雨の降る音がしていた。静かな音である。激しくないということはにわか雨ではなく、長く降り続ける雨ということだ。秋の長雨である。
珍しくパチュリーは出かけていた。それも出不精だというのに、明らかに外出には向いていない天気の日に。
私は扉の前を行ったり来たりしながら、胸の不快感を言語化していった。雨の日に、図書館に鍵をかけて動かない大図書館が動いた。私を外からも図書館からも締め出して、勝手に何かをしに行った。しに行かなければならない何かには心当たりがあるが、それを私抜きでする抜け駆けは許せない。
私は扉を殴りつけた。地響きのような音が館を揺らすも、扉はびくともしない。パチュリーは本気のようだ。
そのとき、背後から蜂の一弾が来た。私が振り向くなり全力疾走で模様を形成し続けていてその慌てようが分かる。
「大変です! 共和主義者共が蜂起を始めました! 既に玄関周辺で交戦が始まっています! 敵には図書館の国の邪神と森の魔女が一人加わっております! 陛下には至急援助を頂きたく!」
私は肩をすくめた。
「知らないのかしら。吸血鬼は流水を渡れない。あいつ、それを知っていて雨を降らせたか雨の日を狙って動いたかしたのよ。忌々しいことに」
蜂は雲の形を崩して乱雑に飛び始めた。
「ところで、あいつは図書館に鍵をかけた。私もここ最近では覚えのないくらい厳重な鍵を」
私は扉を叩く。
「中に何を隠しているんでしょうね。それを壊せば、あいつの企みも相当邪魔できると思わない? そうでなくても、少なくとも腹いせにはなる」
蜂は激しく肯定の意を示した。
「いくよ」
私は手を握る。黒檀の扉は蝶番を吹き飛ばして崩れ落ちた。
魔理沙の家に満杯まで詰まったハニカム構造を二人の魔女が崩している。一人は紅魔館の魔女パチュリー、もう一人は森の人形使いアリスである。
アリスが依頼を受けたのは一週間前のことだった。
「今度の十三日の金曜日は空いてる?」
「暇だけれど何するの。黒ミサへのお誘い?」
「いや、ただ天気が悪いって予報だから」
「どういう理由よ……」
「不確実性を減らすためには雨である必要があるの。来週金曜に蜂の政権を転覆させる」
「ふうん。戦力は?」
「蜂の三割と私、そして首を縦に振ってくれたら貴方」
「少ないわね」
「むしろよく三割もの蜂に死後の救済を説得できたものだと私を褒めてほしいわ」
アリスは頭のネジが数本飛んだ人に対してするような憐れみの目でパチュリーを見た。彼女からはまだ神になりすますための香の匂いが漂っていた。

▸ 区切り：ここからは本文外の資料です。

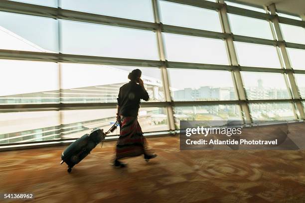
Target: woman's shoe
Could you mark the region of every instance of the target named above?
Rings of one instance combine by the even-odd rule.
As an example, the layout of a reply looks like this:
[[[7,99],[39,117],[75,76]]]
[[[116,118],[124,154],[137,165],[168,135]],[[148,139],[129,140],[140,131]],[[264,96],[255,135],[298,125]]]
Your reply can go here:
[[[150,160],[150,159],[153,159],[157,156],[157,155],[155,154],[144,154],[144,160],[146,161],[147,162]]]
[[[116,168],[124,168],[126,166],[126,164],[116,159],[113,163],[113,166]]]

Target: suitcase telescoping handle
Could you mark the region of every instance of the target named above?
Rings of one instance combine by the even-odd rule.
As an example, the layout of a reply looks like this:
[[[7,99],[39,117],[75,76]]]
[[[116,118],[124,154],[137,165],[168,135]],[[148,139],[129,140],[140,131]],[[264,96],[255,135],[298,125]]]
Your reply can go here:
[[[117,129],[117,127],[118,127],[118,126],[119,124],[120,124],[120,122],[117,120],[116,122],[115,123],[115,124],[114,124],[110,128],[110,129],[109,129],[109,130],[108,130],[108,131],[107,131],[105,134],[107,135],[107,134],[109,134],[110,132],[113,132],[116,129]]]

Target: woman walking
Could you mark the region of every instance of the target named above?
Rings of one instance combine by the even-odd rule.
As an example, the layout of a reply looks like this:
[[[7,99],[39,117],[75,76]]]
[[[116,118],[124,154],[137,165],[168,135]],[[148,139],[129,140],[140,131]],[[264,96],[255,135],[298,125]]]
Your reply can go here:
[[[150,98],[140,78],[142,72],[134,70],[128,75],[129,83],[120,88],[118,97],[117,119],[120,121],[120,137],[117,143],[116,156],[114,166],[124,167],[125,164],[119,161],[124,158],[144,155],[148,160],[155,158],[147,150],[147,143],[141,127],[138,121],[138,113],[141,99],[148,101]]]

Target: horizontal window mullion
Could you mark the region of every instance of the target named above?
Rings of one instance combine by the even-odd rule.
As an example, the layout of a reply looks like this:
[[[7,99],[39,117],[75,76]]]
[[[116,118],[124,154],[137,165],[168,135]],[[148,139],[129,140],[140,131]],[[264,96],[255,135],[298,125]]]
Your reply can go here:
[[[253,67],[249,66],[240,66],[240,70],[241,71],[246,72],[265,72],[265,73],[284,73],[285,72],[285,70],[279,68],[261,68],[261,67]]]
[[[298,100],[295,99],[282,99],[282,100],[248,100],[247,103],[285,103],[296,102]]]
[[[244,16],[251,17],[262,20],[271,20],[274,15],[268,13],[251,10],[248,9],[242,8],[238,7],[227,5],[227,11],[229,13],[236,14]]]
[[[4,12],[56,18],[57,9],[57,8],[9,0],[0,1],[0,11]]]
[[[174,25],[162,25],[162,31],[168,33],[182,34],[184,35],[194,36],[223,39],[230,36],[229,34],[212,31],[204,30],[198,29],[189,28]]]
[[[295,19],[289,18],[285,17],[279,16],[279,22],[288,24],[292,25],[298,26],[305,28],[305,21],[298,20]]]
[[[305,49],[305,44],[297,44],[292,42],[285,42],[286,47],[294,48],[295,49]]]
[[[67,10],[60,8],[58,8],[58,9],[57,18],[62,19],[147,30],[154,30],[158,27],[157,23],[153,22]]]
[[[257,37],[233,35],[234,40],[241,42],[251,43],[253,44],[263,44],[265,45],[277,46],[278,42],[271,39],[261,39]]]
[[[221,3],[211,2],[204,0],[165,0],[166,1],[170,1],[174,3],[183,4],[185,5],[192,5],[200,8],[207,8],[212,10],[217,10],[222,7]]]
[[[109,102],[0,104],[0,112],[116,108],[117,104],[117,102]],[[169,102],[143,102],[141,105],[142,107],[165,107],[169,106],[170,104]]]
[[[230,71],[232,69],[232,66],[225,65],[205,64],[170,61],[166,62],[166,67],[168,68],[213,70],[218,71]]]
[[[159,67],[162,65],[159,61],[3,49],[0,49],[0,59],[142,67]]]
[[[219,104],[238,104],[240,101],[183,101],[173,102],[175,106],[219,105]]]
[[[159,67],[164,64],[164,63],[165,63],[166,67],[168,68],[229,71],[236,69],[239,69],[241,71],[247,72],[281,73],[286,72],[286,70],[283,69],[248,66],[237,67],[225,65],[207,64],[172,61],[166,61],[164,62],[161,61],[6,50],[0,50],[0,59],[148,67]],[[295,70],[294,72],[295,73],[305,74],[305,70]]]

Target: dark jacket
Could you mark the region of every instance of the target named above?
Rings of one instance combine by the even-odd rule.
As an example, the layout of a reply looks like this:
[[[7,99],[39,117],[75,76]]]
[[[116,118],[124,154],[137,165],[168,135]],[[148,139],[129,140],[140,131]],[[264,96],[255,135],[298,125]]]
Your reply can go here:
[[[148,101],[150,96],[146,90],[135,82],[130,81],[120,88],[118,105],[120,115],[137,116],[140,108],[140,100]]]

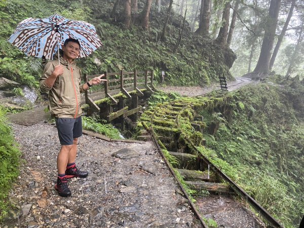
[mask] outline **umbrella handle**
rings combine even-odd
[[[56,31],[56,33],[57,33],[57,49],[58,49],[57,51],[58,52],[58,64],[59,64],[59,66],[60,66],[60,53],[59,52],[59,37],[58,36],[58,32]]]

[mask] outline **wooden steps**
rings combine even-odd
[[[222,183],[205,181],[185,181],[193,190],[207,191],[219,193],[228,193],[229,186]]]
[[[182,169],[177,169],[177,170],[186,179],[198,179],[202,180],[209,181],[210,179],[210,174],[208,175],[208,170],[204,172],[199,170],[189,170]]]

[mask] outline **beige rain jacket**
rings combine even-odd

「裏で阿呆なことやってるというのは分かったわ。私が聞きたいのは他の魔法使いはってことよ」
「魔理沙は共和派の蜂からも敵視されてるから誘えない。成美は仕事。まあ貴方がいれば百人力よ」
「人形の軍隊が手に入るから?」
「それもあるけれど、カラーリングがなんとなく革命フランスのトリコロールっぽい」
「はあ」
そんな会話をアリスは思い出していた。
蜂は二種類の旗を持っていた。蜂が旗を持つというのも奇妙だが、国家というのは旗を持ちたがるものらしい。
一種類は百合の花と蜂を混ぜたような金色の模様を青地に沢山つけている。王国時代のフランスはこういう旗を使っていたと本で見たことがある気がする。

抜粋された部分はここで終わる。